Tidak hanya sebagai wacana yang tidak sesuai dengan tujuan awal, yaitu mengentaskan masyarakat borderline (terpinggirkan). Dari salah satu beritadetik.com terkait fakta buruk kades. Menurut Menteri Sosial (Mensos) Tri Rismaharini mengaku banyak yang protes kepadanya karena penerima bantuan sosial (bansos) Program Keluarga Harapan( PKH) tidak tepat sasaran.
Dengan adanya Bantuan PKH Risma memperbaiki data DTKS untuk bisa merekap ulang supaya semua stekholder (RT, RW, dan rakyat) bisa bersinergi dalam pendataan kemiskinan dan mengentaskan kemiskinan di setiap daerah dan setiap wilayah.
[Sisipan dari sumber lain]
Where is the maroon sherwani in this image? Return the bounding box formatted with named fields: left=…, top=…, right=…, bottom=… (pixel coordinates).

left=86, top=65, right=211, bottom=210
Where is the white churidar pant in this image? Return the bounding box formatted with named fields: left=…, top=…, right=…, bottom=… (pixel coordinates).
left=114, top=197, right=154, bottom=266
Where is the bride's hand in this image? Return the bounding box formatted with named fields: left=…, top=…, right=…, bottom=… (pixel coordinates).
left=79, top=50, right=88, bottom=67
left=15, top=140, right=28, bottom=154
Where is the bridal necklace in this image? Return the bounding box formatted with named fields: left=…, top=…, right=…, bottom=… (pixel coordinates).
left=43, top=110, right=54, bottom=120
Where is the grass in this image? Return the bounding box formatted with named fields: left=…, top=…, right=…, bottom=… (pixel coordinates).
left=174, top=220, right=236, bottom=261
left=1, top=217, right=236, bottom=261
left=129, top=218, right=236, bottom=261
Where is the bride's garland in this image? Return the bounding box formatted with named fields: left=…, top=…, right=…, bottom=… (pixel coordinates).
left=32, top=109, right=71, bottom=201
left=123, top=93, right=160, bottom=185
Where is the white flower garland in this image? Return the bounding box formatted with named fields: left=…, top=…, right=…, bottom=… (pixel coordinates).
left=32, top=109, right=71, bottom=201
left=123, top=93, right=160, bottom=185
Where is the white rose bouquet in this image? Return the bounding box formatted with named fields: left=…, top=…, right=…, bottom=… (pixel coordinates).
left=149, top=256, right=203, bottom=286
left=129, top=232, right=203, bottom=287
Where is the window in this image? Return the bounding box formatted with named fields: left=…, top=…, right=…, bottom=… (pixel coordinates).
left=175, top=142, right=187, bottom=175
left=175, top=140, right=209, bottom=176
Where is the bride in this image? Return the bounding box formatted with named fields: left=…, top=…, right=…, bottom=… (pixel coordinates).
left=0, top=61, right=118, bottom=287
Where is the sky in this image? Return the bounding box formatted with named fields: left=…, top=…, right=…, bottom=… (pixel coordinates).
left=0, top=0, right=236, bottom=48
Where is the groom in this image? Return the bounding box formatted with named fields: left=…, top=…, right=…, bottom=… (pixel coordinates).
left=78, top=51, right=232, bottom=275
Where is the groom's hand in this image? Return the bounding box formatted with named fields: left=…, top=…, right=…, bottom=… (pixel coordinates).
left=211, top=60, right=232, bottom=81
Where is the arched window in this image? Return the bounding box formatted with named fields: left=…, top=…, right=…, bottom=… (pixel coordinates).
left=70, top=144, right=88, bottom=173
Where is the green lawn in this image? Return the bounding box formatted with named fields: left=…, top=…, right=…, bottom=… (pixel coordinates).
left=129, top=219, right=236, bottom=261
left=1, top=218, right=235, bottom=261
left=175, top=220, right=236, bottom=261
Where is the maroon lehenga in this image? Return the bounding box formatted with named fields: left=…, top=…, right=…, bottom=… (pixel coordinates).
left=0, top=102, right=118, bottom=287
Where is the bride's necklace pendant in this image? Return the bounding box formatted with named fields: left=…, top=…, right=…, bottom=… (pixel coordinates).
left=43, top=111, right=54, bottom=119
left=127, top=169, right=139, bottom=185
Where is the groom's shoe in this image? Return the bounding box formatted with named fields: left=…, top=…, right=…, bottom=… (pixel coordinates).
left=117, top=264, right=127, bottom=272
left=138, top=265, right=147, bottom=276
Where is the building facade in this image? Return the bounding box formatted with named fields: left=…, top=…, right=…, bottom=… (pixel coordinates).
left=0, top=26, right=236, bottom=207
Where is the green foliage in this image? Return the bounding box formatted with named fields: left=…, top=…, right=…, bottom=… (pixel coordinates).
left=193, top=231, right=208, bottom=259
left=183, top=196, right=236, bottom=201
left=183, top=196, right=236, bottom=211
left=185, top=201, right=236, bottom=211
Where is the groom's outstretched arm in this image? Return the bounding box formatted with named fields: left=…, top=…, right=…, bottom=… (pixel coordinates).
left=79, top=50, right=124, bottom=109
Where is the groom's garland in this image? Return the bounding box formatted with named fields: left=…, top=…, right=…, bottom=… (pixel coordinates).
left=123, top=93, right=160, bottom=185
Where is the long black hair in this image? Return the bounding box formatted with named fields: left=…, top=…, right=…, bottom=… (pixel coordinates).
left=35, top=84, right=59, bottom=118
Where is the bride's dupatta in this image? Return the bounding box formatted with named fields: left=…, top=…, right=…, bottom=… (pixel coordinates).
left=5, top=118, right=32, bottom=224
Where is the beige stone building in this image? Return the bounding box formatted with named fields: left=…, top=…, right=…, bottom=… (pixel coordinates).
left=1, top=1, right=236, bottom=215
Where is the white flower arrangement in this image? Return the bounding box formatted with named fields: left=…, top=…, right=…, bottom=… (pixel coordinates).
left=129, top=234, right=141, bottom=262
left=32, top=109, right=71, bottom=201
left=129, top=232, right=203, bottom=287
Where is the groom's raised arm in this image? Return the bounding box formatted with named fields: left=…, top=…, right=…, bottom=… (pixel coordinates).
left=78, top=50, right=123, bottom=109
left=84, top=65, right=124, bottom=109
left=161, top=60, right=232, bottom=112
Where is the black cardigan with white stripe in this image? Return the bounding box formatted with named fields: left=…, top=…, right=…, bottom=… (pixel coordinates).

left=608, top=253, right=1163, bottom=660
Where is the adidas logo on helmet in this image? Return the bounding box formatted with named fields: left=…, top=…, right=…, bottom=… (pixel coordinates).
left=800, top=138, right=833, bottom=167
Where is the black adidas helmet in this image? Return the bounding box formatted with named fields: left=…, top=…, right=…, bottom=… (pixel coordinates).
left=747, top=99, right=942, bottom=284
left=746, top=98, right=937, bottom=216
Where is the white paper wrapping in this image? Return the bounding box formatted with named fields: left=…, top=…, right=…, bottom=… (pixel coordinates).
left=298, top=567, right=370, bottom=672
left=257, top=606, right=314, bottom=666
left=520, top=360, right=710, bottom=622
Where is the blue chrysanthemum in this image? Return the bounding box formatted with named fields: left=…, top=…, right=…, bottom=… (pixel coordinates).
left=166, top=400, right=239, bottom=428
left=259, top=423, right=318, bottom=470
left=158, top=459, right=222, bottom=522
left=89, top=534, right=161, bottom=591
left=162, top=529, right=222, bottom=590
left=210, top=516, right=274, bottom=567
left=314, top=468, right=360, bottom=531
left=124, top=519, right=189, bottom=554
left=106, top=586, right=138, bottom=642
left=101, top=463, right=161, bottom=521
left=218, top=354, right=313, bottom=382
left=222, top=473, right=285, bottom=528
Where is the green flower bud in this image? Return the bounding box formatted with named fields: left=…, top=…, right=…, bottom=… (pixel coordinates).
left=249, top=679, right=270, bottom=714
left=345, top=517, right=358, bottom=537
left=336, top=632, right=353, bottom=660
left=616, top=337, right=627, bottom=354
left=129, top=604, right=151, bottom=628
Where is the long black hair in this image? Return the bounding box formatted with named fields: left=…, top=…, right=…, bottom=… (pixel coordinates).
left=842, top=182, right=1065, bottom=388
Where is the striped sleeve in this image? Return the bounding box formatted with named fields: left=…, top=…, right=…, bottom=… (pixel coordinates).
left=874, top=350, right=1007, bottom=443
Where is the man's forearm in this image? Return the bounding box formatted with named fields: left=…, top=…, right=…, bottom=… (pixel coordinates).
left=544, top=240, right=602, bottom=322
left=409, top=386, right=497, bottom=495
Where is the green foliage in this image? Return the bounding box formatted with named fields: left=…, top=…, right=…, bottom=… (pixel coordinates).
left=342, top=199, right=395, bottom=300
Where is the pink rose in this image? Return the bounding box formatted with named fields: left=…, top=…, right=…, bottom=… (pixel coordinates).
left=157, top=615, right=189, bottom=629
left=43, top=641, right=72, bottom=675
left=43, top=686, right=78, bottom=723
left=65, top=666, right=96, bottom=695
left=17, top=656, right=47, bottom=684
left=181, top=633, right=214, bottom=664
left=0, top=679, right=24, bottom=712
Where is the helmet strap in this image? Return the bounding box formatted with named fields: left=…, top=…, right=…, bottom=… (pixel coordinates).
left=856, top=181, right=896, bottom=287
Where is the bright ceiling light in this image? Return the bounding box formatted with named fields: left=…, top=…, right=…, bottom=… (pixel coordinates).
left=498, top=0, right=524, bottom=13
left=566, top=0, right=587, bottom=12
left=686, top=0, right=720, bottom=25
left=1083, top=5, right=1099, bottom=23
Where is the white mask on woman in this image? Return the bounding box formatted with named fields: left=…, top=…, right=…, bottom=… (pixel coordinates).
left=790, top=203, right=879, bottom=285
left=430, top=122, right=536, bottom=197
Dari sini pemerintahan desa harus transparan dalam regulasi pendataan. Jangan sampai pendanaan dan bantuan salah sasaran. Apalagi prioritas keluarganya dan tim suksesnya.
Ungkap kasus Kades
Karena dana desa yang di gelontorkan lumayan banyak dalam Peraturan Pemerintah nomor 47 tahun 2015 tentang perubahan atas Peraturan Pemerintah nomor 43 tahun 2014 tentang desa. Di jelaskan dalam pasal 81 ayat 1, anggaran dana desa atau disebut dengan ADD penghasilan tetap kepala desa dan perangkat desa di anggarkan dalam APB desa bersumber ADD.
Sebenarnya masa jabatan yang di gugat-nya tidak relevan dengan sebagaimana yang di maksudkan dalam Peraturan Pemerintah nomor 43 tahun 2014 tentang desa, pasal 47 terkait jabatan kepala desa dalam ayat 2 Â "kepala desa dapat menjabat paling lama 3 (tiga) kali masa jabatan secara berturut- turut atau tidak berturut- turut ". Berarti jika di kalikan 6 (enam) di tambah 3 (tiga) kali dapat menjabat 18( delapan belas) tahunan.
Masyarakat tidak tahu harus mengadukan kemana jika " ada " yang menyelewengkan dan mengelapkan bantuan sosial terutama yang setiap bulan dan tahun pasti berdatangan. Walaupun sudah di larikan kedalam fasilitas baru ke ATM dan Bank/ Pos. Itu belum bisa mengindetifikasi kejahatan sudah selesai. Karena data bantuan seperti PKH dll masih hangat di bicarakan terkait salah sasaran.
Salah satu kasus dari tidak kelihatan ada salah satu kasus yaitu, korupsi dana desa 15 Milyar daerah Muara Enim Sumatera Selatan. Dan baru- baru ini pemerintah desa dapat panggilan dari Polres Sumenep Jawa Timur terkait penyelewengan dana bantuan sosial.
Kesimpulan
Penulis tidak menyalahkan adanya aturan perpanjangan jabatan. Akan tetapi penulis mengkhawatirkan implementasi yang di wacanakan akan menjadi keburukan bagi kaum borderline (masyarakat terpinggirkan). Gejola padangan masyarakat melawan arah atas adanya bantuan sosial bahwa bantuan sosialnya untuk orang dalam saja.
Menyikapi Kritis
Selain itu, Wawan menemukan para aparat desa tersebut minim pengetahuan soal gratifikasi, konflik kepentingan hingga proses pengadaan barang dan jasa di wilayahnya. Tantangan terakhir menurut KPK, kata Wawan, dia menilai budaya lokal dan hukum adat yang ada sudah semakin tergerus. "Namun terdapat dari data yang ada, hampir 600 orang kades yang terlibat tindak pidana korupsi," imbuhnya.
Pandangan penulis hanya sebagai argumen terhadap apa yang ada di berita yang di publik oleh beberapa media. Untuk menyikapi perihal kasus perlu adanya kebijakan dalam Undang Undang Desa yaitu desa antikorupsi. Untuk menghilangkan bualan kepala desa terhadap tahta/jabatan yang sering dan di lakukan penyelewengan anggaran dan bantuan sosial.